St. Joseph’s Indian School is considered a “church” under IRS rules and is therefore exempt from mandatory disclosure of its financial statements to the public. In our article, “St. Joseph’s Indian School: 25 Years of No Accountability,” CharityWatch details our efforts over more than two decades of attempting to discern how efficiently this popular charity operates and how it uses its donations. (We mailed our first request for financials to the charity in 1997). Its official CharityWatch rating is currently a “?” which indicates that we have specific concerns about its financial reporting but are unable to rate it due to lack of information. Many years ago an individual who donated to St. Joseph’s Indian School was able to obtain a copy of the charity’s fiscal 2004 audited financial statements and mail them to CharityWatch. Based on our analysis of this document we assigned the charity an F rating at that time on our A+ to F rating scale for its low program spending and high fundraising costs.

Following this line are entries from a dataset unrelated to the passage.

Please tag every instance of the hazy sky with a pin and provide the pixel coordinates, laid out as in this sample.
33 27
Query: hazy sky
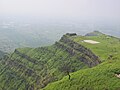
90 9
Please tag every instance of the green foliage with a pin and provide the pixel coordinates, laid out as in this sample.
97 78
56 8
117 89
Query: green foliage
101 77
35 68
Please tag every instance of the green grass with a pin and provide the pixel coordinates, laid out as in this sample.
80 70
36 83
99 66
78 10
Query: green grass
101 77
108 45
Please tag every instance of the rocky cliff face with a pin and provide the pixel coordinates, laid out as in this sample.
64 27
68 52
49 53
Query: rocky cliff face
88 57
32 69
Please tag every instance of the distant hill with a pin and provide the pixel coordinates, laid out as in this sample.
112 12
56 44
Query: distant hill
84 64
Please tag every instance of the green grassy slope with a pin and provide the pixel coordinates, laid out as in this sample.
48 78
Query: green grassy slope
34 68
101 77
109 46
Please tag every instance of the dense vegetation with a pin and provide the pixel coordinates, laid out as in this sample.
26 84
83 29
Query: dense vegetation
1 54
35 68
101 77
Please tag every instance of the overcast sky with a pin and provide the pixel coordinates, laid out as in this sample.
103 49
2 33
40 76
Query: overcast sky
89 9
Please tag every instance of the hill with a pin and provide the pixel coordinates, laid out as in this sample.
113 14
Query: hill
105 76
80 57
34 68
101 77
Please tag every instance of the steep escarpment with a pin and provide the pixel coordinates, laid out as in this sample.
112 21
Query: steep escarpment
88 57
34 68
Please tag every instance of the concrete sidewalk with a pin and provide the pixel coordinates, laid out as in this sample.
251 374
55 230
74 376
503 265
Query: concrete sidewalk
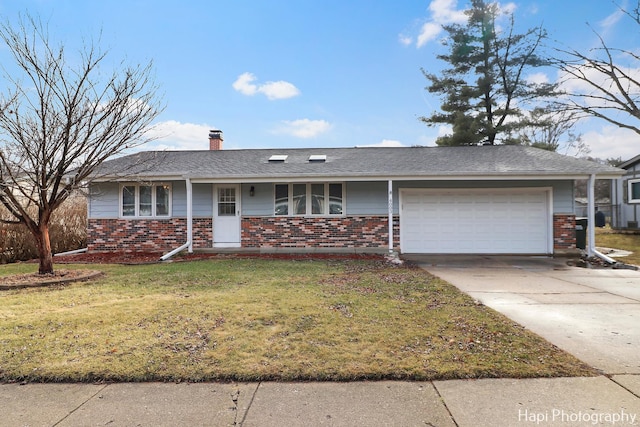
501 402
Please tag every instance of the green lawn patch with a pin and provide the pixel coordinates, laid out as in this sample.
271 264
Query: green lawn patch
608 238
257 319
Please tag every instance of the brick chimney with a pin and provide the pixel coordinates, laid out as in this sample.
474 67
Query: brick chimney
215 139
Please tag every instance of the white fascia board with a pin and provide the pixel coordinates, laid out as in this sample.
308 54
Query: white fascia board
138 178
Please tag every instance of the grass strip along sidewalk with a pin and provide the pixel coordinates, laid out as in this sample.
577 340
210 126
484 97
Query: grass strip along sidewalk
258 319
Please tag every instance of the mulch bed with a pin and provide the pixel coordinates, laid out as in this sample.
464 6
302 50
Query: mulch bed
134 258
59 277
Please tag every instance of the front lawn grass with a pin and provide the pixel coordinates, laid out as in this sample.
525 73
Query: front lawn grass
608 238
257 319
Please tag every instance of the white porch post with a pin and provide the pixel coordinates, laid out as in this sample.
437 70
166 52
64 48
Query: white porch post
189 214
591 223
390 216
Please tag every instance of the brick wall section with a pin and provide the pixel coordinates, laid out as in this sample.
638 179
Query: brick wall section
564 231
146 235
320 232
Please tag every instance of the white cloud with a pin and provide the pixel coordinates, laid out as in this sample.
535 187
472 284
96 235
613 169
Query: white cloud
405 40
303 128
279 90
243 84
173 135
272 90
612 141
538 78
444 12
385 143
429 31
610 21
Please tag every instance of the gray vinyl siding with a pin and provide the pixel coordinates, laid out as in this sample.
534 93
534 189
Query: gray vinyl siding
202 201
261 203
178 198
361 198
368 198
104 200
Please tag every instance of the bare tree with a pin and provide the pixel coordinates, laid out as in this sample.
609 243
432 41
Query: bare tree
60 118
604 82
553 130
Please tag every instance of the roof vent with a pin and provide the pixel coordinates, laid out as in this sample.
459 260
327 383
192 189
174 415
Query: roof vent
278 158
317 158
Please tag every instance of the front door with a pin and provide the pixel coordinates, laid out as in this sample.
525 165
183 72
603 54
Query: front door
226 220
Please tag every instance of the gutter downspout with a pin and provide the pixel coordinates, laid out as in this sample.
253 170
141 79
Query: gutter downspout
390 217
189 244
77 251
591 224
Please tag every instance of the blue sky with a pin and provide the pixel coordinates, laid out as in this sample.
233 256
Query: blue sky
308 73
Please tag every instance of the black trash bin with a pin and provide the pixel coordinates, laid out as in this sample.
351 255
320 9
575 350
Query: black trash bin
581 233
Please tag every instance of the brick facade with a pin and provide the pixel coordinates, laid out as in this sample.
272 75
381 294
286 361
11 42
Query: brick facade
146 235
370 231
321 232
564 231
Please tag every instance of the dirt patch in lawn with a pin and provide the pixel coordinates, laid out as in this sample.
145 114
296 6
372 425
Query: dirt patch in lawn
59 277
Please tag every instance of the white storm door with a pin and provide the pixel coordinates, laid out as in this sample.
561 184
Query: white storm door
226 216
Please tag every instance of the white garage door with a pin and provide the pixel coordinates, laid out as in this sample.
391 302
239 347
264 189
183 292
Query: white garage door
487 221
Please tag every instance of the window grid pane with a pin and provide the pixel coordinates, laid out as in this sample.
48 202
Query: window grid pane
317 199
162 200
299 199
145 201
635 191
129 200
282 199
335 199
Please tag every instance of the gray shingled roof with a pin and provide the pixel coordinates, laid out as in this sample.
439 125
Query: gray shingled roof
407 163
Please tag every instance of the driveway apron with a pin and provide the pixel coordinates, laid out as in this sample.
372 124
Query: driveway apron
593 314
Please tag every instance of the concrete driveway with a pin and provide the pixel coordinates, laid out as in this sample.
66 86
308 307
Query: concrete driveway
593 314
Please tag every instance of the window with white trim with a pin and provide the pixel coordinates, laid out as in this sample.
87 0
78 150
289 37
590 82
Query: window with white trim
140 200
634 191
320 199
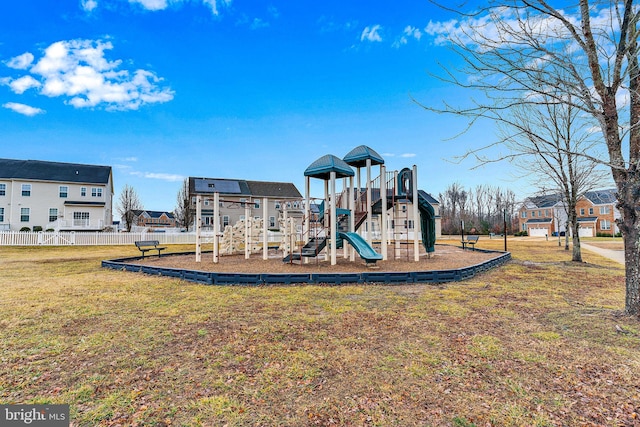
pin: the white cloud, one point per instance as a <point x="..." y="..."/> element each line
<point x="414" y="32"/>
<point x="23" y="109"/>
<point x="88" y="5"/>
<point x="214" y="4"/>
<point x="21" y="84"/>
<point x="151" y="4"/>
<point x="161" y="176"/>
<point x="20" y="62"/>
<point x="78" y="71"/>
<point x="371" y="34"/>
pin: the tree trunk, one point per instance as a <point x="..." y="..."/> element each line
<point x="577" y="252"/>
<point x="630" y="227"/>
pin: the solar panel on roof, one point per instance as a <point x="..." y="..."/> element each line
<point x="217" y="185"/>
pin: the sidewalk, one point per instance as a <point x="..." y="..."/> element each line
<point x="617" y="256"/>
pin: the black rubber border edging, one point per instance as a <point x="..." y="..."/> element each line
<point x="258" y="279"/>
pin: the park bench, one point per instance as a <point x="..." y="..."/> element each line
<point x="470" y="240"/>
<point x="149" y="245"/>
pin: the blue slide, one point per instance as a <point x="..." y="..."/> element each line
<point x="361" y="246"/>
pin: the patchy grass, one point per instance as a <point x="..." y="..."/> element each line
<point x="538" y="342"/>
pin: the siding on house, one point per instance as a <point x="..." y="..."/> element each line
<point x="54" y="195"/>
<point x="235" y="194"/>
<point x="596" y="212"/>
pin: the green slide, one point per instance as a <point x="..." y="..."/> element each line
<point x="361" y="246"/>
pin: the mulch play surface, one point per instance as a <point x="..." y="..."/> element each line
<point x="445" y="257"/>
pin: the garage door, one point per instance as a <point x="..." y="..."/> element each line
<point x="586" y="232"/>
<point x="537" y="232"/>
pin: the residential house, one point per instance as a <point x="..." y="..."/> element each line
<point x="546" y="215"/>
<point x="53" y="195"/>
<point x="597" y="213"/>
<point x="154" y="219"/>
<point x="238" y="194"/>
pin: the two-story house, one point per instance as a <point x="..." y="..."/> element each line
<point x="546" y="215"/>
<point x="597" y="213"/>
<point x="543" y="215"/>
<point x="53" y="195"/>
<point x="154" y="219"/>
<point x="236" y="194"/>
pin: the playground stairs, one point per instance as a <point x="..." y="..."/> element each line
<point x="310" y="250"/>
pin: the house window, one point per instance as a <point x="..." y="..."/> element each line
<point x="81" y="219"/>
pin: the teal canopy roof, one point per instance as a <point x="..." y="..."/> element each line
<point x="359" y="155"/>
<point x="323" y="167"/>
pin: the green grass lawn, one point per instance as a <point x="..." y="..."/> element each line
<point x="538" y="342"/>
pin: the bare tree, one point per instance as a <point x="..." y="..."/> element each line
<point x="545" y="140"/>
<point x="183" y="211"/>
<point x="128" y="202"/>
<point x="518" y="50"/>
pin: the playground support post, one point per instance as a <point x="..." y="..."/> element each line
<point x="307" y="217"/>
<point x="505" y="231"/>
<point x="416" y="216"/>
<point x="216" y="227"/>
<point x="265" y="228"/>
<point x="333" y="218"/>
<point x="247" y="231"/>
<point x="383" y="215"/>
<point x="396" y="240"/>
<point x="198" y="228"/>
<point x="352" y="219"/>
<point x="369" y="207"/>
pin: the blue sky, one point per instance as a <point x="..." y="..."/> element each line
<point x="165" y="89"/>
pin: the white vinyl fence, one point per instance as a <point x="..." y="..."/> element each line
<point x="21" y="238"/>
<point x="43" y="238"/>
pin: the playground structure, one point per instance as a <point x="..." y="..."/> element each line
<point x="348" y="216"/>
<point x="353" y="207"/>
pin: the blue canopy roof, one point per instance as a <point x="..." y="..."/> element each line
<point x="323" y="167"/>
<point x="359" y="155"/>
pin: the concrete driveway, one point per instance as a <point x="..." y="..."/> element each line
<point x="617" y="256"/>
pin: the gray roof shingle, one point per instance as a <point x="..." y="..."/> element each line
<point x="38" y="170"/>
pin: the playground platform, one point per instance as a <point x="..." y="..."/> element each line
<point x="451" y="266"/>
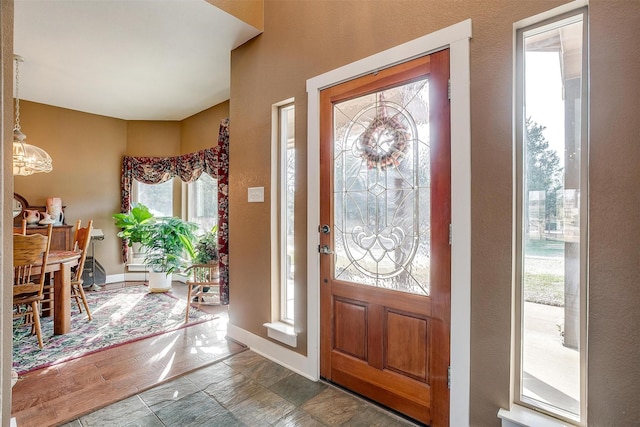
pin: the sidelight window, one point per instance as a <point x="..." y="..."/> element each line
<point x="551" y="220"/>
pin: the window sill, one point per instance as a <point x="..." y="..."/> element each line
<point x="519" y="416"/>
<point x="282" y="332"/>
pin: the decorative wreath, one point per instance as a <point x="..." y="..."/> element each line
<point x="372" y="152"/>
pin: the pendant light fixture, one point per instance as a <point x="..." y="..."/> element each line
<point x="27" y="159"/>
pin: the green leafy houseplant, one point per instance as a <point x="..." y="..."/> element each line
<point x="163" y="239"/>
<point x="206" y="248"/>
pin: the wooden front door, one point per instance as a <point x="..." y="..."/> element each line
<point x="385" y="252"/>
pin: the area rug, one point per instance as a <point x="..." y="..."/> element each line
<point x="119" y="316"/>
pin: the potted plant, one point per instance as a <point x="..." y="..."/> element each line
<point x="165" y="241"/>
<point x="206" y="248"/>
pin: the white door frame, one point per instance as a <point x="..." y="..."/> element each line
<point x="456" y="38"/>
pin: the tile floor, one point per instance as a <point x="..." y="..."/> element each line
<point x="244" y="390"/>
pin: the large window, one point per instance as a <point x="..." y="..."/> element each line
<point x="551" y="218"/>
<point x="202" y="203"/>
<point x="157" y="197"/>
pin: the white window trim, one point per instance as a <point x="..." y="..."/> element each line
<point x="518" y="415"/>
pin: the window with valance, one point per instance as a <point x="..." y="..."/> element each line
<point x="188" y="167"/>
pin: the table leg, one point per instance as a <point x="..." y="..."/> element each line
<point x="62" y="299"/>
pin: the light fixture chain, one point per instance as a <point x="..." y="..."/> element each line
<point x="17" y="126"/>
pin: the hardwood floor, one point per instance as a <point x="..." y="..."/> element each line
<point x="60" y="393"/>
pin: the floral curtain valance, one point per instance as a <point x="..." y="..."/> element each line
<point x="213" y="161"/>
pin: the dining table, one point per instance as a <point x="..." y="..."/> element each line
<point x="59" y="264"/>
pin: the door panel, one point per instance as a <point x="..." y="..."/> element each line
<point x="385" y="193"/>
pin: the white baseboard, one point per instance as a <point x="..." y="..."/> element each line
<point x="274" y="352"/>
<point x="137" y="276"/>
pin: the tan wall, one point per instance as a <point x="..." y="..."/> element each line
<point x="201" y="130"/>
<point x="6" y="195"/>
<point x="87" y="152"/>
<point x="153" y="138"/>
<point x="305" y="39"/>
<point x="249" y="11"/>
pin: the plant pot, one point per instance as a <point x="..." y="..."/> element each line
<point x="159" y="281"/>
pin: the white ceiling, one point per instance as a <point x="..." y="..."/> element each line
<point x="129" y="59"/>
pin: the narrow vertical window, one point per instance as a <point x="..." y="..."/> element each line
<point x="202" y="203"/>
<point x="287" y="203"/>
<point x="551" y="215"/>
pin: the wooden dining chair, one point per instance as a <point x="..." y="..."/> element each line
<point x="30" y="254"/>
<point x="203" y="286"/>
<point x="81" y="240"/>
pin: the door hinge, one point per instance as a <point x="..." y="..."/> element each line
<point x="324" y="249"/>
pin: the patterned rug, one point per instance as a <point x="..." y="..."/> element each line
<point x="119" y="316"/>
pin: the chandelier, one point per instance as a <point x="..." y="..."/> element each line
<point x="27" y="159"/>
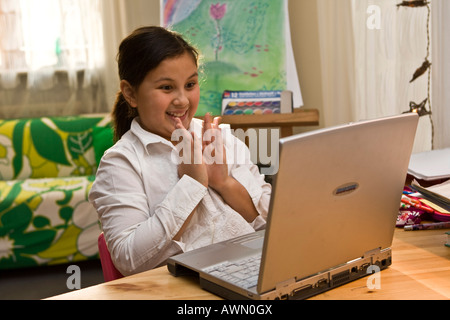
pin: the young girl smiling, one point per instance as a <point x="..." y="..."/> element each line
<point x="150" y="206"/>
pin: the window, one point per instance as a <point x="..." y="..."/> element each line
<point x="51" y="54"/>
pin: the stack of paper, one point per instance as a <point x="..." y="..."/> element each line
<point x="431" y="165"/>
<point x="437" y="197"/>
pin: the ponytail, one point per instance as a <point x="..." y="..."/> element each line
<point x="122" y="116"/>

Though we have been unable to obtain a copy of its independent audited financial statements since that time, a marketing document that the charity labels as a “Financial Report” is formatted similarly to the one we analyzed in conjunction with its audit back in 2004. As explained in our above cited article, we suspect that the charity continues to spend significant portions of its annual budget on fundraising and promotion based on our review of this document.
TREA Senior Citizens League, a Virginia-based social welfare nonprofit, spent only 30% of its cash budget on programs in 2023, according to CharityWatch’s analysis of its audited financial statements and IRS tax Form 990 of the same year. The nonprofit spent $52 to raise each $100 in cash support. While 501(c)(4) social welfare nonprofits differ from 501(c)(3) public charities in some important ways, spending 70% of all expenses on overhead still warrants a failing grade in the opinion of CharityWatch. In addition, TREA Senior Citizens League fails CharityWatch’s governance and transparency benchmarks. The charity even states in Schedule O of its tax filing that it “does not make its governing documents, conflict of interest policy, or financial statements available to the public.
For The Troops, a California-based charity, spent only 36% of its cash budget on its programs in 2022 and the remaining 64% on overhead. It cost the charity $74 to raise each $100 in cash donations that year. These two factors earned it an F rating on CharityWatch’s A+ to F rating scale. In addition, it failed CharityWatch’s governance and transparency benchmarks, in part for not having an independent audit of its finances conducted that year, and in part for not having a conflict of interest policy. CharityWatch analysts also noted that 2 of the charity’s 7 board members are reported in the charity’s tax filing as having a family relationship. Of the 2 board members cited, 1 is reported as also being an officer of the charity in the role of President.